Date Awarded


Document Type


Degree Name

Doctor of Education (Ed.D.)




This dissertation was written to examine the hypothesis that, although there were numerous factors affecting the selection of a site, it was primarily a financial decision to maintain the urban environment of the former Richmond Professional Institute campus as the basis of the new Academic Campus of Virginia Commonwealth University. Other factors involved in the decision include political, historical, social and academic ones.;The political factor involved a division between the City of Richmond and the County of Henrico as to the location of the Academic Campus of Virginia Commonwealth University. Senator William F. Parkerson, Jr., of Henrico County fought hard to win the political plum of a new university in his district located on the Elko Tract.

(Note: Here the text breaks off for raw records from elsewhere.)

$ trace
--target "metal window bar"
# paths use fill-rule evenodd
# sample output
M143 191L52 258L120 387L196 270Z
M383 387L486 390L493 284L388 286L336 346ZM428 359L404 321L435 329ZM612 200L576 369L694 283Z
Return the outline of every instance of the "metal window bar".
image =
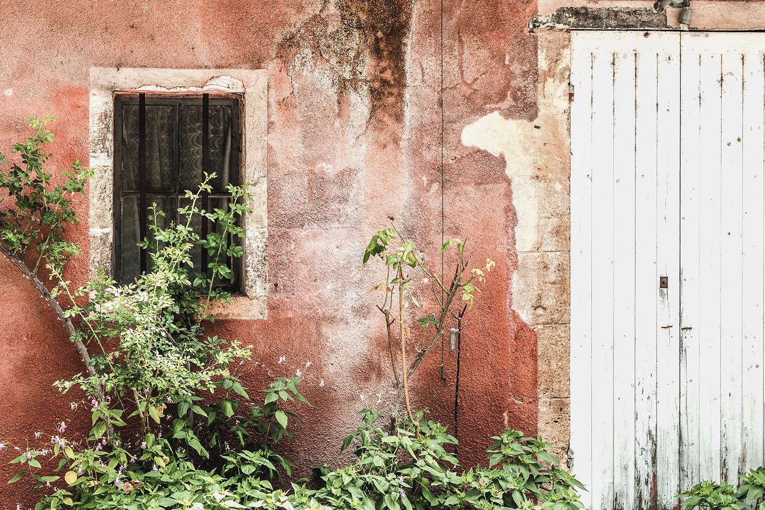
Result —
M138 221L139 239L146 239L146 94L138 95ZM141 274L146 272L147 250L141 249Z
M202 94L202 179L210 174L210 94ZM202 209L207 212L210 209L207 191L202 191ZM202 239L207 239L207 220L202 218ZM202 267L200 270L212 278L207 268L208 249L202 247Z
M116 268L116 277L120 280L125 280L125 277L129 278L132 275L127 275L122 274L123 261L122 261L122 246L120 245L122 242L122 238L119 235L119 231L121 231L122 227L122 210L124 206L125 198L129 197L138 196L138 223L139 223L139 239L142 241L145 239L148 235L148 184L147 184L147 165L146 165L146 145L147 145L147 135L146 135L146 105L148 104L159 104L159 105L173 105L174 106L174 141L173 144L174 145L174 158L173 161L173 171L174 173L174 191L160 191L160 190L152 190L151 193L153 197L166 197L174 198L174 203L176 206L176 210L177 207L181 206L181 199L182 198L181 191L181 143L180 143L180 108L186 104L197 104L199 105L200 97L199 96L149 96L147 98L145 93L138 94L138 190L122 190L122 157L121 151L124 148L122 146L122 117L123 112L122 110L122 106L135 103L135 94L118 96L116 98L116 108L115 108L115 195L119 197L119 206L115 207L115 226L116 226L116 250L115 250L115 268ZM202 171L203 173L210 174L211 171L211 155L210 155L210 94L203 94L201 97L201 107L202 107ZM239 151L240 151L240 143L241 143L241 134L239 132L239 98L236 97L226 97L226 98L215 98L212 101L214 104L230 104L232 106L231 117L230 119L229 130L230 132L231 139L231 147L230 154L229 154L229 165L231 169L232 174L236 176L238 184L238 176L239 176ZM119 144L118 145L118 144ZM119 148L118 148L118 147ZM227 183L226 183L227 184ZM231 195L228 193L208 193L207 191L203 192L200 196L201 200L201 209L207 210L210 207L210 199L230 199ZM176 223L178 220L177 211L173 211L171 213L166 212L168 216L172 218ZM213 226L214 228L214 226ZM201 224L201 232L200 236L202 239L207 238L207 233L209 232L209 224L206 219L203 219ZM145 272L148 271L148 250L145 249L141 249L140 250L140 270L141 272ZM207 268L208 263L208 251L207 249L203 248L201 250L201 266ZM222 285L230 291L236 292L239 290L238 284L239 281L239 275L241 274L241 268L239 264L235 264L235 261L233 257L227 257L226 262L230 268L232 269L232 277L229 282L220 282L218 284ZM209 272L208 272L209 274ZM228 284L226 284L226 283Z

The City of Richmond succeeded in its attempts to have the Academic Campus of Virginia Commonwealth University remain on the existing site of the Richmond Professional Institute.;Historically, the Richmond Professional Institute had always been closely bound to the City of Richmond, was named after the city, had drawn heavily upon the resources of the city for its adjunct faculty and related resources, and its student population was generally associated with the City of Richmond. The Elko Tract had no such historical ties to demand a change from urban to rural.;Social benefits associated with the Richmond Professional Institute site include the ready accessibility to business centers for student employment. No indication is given that a change in location would have preserved these social benefits which were possible by maintaining the status quo.;The major academic factor was that of an urban university which would use the city as an academic laboratory. From its inception as a school of social work, the Richmond Professional Institute had been closely tied to the urban setting.;The need to combine two distinct institutions into one new university was another significant academic factor. The proximity of the two campuses was important for students and faculty to cross campus lines and take or teach classes on both campuses.;Financial factors were the ultimate determinants of site selection. The value of the existing physical plant, regardless of condition, of the Richmond Professional Institute could not be ignored. The cost of creating a new and expensive campus was far outweighed by the benefit to be derived from using the existing one as a base for beginning a new university.